Uitspraak van 28 juni 2019

in het geding tussen:

[X] V.O.F. te [Z] , belanghebbende,

en

de inspecteur van de Belastingdienst/Centrale administratieve processen/Team Auto BPM, kantoor Doetinchem, de Inspecteur,

op het hoger beroep van belanghebbende tegen de uitspraak van de Rechtbank Den Haag van 17 december 2018, nr. SGR 18/2704.

Overwegingen

1. Belanghebbende heeft voor de Nederlandse registratie van een uit Duitsland afkomstige personenauto, een Mercedes-Benz V-klasse 250d, op aangifte € 13.148 aan belasting van personenauto’s en motorrijwielen (bpm) voldaan. Bij uitspraak op bezwaar heeft de Inspecteur het bezwaar tegen de voldoening op aangifte afgewezen.

2. Tegen de uitspraak van de Inspecteur heeft belanghebbende beroep bij de Rechtbank ingesteld. Een griffierecht van € 338 is geheven. De Rechtbank heeft het beroep ongegrond verklaard.

3. Belanghebbende is van de uitspraak van de Rechtbank in hoger beroep gekomen bij het Hof. Een griffierecht van € 519 is geheven. De Inspecteur heeft een verweerschrift ingediend.

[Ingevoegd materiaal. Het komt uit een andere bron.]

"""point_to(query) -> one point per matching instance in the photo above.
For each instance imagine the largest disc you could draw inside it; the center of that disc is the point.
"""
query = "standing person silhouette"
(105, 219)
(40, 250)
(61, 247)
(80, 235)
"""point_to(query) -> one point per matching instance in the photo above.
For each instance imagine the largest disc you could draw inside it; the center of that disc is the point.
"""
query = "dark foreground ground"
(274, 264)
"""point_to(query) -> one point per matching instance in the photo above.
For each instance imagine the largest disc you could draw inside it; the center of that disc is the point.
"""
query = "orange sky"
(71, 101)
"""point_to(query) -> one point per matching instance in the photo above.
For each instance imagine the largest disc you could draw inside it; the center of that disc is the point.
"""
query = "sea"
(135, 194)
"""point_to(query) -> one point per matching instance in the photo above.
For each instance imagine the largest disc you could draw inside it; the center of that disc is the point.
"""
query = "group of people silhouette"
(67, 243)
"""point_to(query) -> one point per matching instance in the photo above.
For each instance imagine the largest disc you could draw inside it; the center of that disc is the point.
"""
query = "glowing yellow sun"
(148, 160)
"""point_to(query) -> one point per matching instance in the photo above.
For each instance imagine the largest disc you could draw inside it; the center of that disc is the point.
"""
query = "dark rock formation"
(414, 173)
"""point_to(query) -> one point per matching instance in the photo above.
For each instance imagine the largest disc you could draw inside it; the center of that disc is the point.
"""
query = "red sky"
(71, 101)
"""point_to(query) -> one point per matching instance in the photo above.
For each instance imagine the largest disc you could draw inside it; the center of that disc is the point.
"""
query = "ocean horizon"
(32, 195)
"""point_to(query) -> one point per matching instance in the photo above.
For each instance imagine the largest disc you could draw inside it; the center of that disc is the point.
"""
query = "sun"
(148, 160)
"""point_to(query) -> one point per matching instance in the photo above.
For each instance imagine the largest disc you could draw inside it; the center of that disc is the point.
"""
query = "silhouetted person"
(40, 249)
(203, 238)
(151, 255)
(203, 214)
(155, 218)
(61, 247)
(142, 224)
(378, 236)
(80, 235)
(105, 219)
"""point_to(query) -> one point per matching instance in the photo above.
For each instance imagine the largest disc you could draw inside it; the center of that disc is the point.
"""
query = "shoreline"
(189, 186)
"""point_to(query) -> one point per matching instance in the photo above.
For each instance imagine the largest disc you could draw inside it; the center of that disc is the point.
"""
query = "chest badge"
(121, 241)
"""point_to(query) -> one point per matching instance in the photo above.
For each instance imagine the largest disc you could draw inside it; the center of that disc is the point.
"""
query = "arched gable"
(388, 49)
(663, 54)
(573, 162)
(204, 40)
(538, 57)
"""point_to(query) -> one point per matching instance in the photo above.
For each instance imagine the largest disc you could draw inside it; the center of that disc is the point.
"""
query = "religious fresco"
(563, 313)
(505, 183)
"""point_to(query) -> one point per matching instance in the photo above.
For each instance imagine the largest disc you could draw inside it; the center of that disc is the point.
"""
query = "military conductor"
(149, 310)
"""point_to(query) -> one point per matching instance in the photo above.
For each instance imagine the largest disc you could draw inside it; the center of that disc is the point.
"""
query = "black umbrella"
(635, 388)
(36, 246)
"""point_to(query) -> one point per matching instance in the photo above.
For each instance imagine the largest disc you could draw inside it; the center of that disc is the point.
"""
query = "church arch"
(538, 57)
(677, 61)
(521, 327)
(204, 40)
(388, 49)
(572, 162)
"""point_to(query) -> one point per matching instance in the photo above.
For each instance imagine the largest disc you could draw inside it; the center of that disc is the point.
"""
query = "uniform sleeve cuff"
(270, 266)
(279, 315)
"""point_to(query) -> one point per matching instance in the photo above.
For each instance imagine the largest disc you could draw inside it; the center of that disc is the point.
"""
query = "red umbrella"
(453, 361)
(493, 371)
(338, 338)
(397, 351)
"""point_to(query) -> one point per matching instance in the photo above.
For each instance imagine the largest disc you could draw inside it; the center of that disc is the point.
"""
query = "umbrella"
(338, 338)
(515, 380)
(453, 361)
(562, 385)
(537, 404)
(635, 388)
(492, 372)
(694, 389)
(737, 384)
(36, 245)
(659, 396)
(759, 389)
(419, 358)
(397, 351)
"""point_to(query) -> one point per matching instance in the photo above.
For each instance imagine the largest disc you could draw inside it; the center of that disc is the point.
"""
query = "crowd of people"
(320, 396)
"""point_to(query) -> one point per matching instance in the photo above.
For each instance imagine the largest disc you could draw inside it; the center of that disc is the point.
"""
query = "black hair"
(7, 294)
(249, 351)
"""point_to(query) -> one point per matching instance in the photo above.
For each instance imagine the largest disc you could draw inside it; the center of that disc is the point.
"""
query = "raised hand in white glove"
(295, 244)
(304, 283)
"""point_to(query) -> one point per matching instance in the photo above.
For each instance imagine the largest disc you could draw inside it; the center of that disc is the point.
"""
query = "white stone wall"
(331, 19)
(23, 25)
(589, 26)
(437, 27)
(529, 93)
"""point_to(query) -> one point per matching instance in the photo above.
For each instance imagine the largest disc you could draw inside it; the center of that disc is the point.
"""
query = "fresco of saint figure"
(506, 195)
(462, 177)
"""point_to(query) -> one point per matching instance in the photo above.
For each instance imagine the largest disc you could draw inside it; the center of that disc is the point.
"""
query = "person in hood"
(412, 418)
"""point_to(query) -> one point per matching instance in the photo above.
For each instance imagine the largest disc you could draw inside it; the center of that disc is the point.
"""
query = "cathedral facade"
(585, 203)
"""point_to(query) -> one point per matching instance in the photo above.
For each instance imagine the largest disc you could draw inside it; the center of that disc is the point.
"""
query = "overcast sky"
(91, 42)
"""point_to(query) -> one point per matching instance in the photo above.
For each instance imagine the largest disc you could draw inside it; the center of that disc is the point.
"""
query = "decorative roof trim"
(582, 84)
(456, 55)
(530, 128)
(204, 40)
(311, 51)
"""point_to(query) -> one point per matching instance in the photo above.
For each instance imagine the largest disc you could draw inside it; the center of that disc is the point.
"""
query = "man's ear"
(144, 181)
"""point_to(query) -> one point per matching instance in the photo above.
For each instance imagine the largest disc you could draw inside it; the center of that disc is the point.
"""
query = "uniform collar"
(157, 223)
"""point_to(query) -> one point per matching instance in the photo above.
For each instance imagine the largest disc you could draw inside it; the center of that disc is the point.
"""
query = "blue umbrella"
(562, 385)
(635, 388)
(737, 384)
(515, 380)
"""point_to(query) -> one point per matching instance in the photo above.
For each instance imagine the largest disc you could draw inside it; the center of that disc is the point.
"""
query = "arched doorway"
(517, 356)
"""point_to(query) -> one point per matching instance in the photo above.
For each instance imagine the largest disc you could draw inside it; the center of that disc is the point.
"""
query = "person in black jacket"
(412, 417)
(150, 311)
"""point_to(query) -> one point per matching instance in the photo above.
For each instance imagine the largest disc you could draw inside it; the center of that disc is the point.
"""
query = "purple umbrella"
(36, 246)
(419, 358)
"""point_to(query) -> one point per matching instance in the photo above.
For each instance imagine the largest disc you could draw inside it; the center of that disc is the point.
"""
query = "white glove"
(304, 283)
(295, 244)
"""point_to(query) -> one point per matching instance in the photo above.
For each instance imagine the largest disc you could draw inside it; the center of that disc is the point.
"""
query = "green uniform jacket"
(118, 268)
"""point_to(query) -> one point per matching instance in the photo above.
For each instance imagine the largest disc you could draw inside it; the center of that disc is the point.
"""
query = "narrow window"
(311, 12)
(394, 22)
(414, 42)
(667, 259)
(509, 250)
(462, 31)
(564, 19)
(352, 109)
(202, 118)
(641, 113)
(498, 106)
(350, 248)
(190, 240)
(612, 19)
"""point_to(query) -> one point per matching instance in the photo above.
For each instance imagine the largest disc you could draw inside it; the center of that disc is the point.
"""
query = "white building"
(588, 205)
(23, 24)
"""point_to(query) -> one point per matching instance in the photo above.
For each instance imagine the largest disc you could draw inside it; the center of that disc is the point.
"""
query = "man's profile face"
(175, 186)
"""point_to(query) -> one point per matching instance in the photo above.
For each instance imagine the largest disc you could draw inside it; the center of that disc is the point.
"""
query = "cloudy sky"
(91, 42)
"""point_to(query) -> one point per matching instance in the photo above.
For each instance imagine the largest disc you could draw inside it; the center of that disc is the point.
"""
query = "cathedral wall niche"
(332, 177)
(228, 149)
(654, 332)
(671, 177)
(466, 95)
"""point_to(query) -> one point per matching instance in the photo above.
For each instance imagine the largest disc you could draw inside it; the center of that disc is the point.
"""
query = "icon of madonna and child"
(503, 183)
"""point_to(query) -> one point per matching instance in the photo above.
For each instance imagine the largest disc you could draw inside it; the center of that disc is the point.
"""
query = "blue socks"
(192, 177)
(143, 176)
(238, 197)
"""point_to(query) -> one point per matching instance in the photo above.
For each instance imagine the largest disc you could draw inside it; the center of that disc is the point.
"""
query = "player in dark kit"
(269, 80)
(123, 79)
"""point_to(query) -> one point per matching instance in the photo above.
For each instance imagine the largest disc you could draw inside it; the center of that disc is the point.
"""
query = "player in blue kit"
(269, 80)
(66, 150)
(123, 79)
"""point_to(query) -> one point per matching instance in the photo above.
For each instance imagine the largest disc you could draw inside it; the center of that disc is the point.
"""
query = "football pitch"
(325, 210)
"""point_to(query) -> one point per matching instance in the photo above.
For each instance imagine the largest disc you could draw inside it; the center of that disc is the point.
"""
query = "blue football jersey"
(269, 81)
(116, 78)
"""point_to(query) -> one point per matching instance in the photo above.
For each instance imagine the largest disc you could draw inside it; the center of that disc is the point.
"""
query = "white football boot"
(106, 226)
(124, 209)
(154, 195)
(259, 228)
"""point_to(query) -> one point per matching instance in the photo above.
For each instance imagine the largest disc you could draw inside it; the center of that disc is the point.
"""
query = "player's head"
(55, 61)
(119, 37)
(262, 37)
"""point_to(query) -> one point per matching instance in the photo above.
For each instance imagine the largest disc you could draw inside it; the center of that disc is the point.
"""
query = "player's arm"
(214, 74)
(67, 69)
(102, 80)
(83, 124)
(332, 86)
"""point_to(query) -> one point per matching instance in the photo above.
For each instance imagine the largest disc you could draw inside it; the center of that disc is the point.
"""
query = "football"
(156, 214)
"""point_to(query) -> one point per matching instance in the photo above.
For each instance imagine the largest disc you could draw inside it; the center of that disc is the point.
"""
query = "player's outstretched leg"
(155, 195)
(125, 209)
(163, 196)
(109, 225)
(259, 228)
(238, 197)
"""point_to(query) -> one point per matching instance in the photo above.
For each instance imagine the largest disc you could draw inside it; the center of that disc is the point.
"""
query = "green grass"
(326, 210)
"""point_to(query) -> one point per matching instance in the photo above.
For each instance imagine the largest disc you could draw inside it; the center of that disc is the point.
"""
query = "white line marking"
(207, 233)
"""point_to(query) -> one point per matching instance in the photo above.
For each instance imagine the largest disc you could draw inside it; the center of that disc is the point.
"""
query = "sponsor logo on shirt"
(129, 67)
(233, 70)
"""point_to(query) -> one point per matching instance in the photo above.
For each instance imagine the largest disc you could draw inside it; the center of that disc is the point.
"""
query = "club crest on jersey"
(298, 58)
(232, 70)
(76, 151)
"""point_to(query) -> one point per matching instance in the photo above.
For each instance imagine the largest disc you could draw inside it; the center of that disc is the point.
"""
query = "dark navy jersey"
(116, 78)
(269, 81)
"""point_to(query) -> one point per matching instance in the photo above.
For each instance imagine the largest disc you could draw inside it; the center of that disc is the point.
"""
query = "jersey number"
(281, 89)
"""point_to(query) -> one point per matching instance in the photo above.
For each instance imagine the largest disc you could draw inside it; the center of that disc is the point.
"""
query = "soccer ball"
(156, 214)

4. De mondelinge behandeling van het hoger beroep heeft plaatsgehad in Den Haag ter zitting van het Hof van 21 juni 2019. Partijen zijn verschenen. Op de zitting zijn ook de hoger beroepen in de zaken BK-19/00004 t/m BK-19/00015, BK-19/00096 en BK-19/00097 ( [A] B.V.), de zaak BK-19/00039 ( [B] V.O.F.), de zaak BK-19/00058 ( [C] ), de zaak BK-19/00100 (belanghebbende), de zaak BK-19/00101 en BK-19/00102 ( [D] ), de zaak BK-19/00103 ( [E] ), de zaak BK-19/00104 ( [F] ), de zaken BK-19/00105 en BK-19/00106 ( [G] B.V.), de zaak BK-19/00108 ( [H] B.V.), de zaak BK-19/00126 ( [I] B.V.), de zaak BK-19/00127 ( [J] ) en de zaak BK-19/00129 ( [K] ) behandeld. Met instemming van partijen geldt wat in het ene hoger beroep is aangevoerd en ingebracht ook, voor zover van toepassing, voor de andere hoger beroepen en geldt voor alle hoger beroepen ook, voor zover van toepassing, wat op de zitting van 7 juni 2019 is verhandeld met betrekking tot de zaken BK-19/00042 t/m BK-19/00056 ( [A] B.V.).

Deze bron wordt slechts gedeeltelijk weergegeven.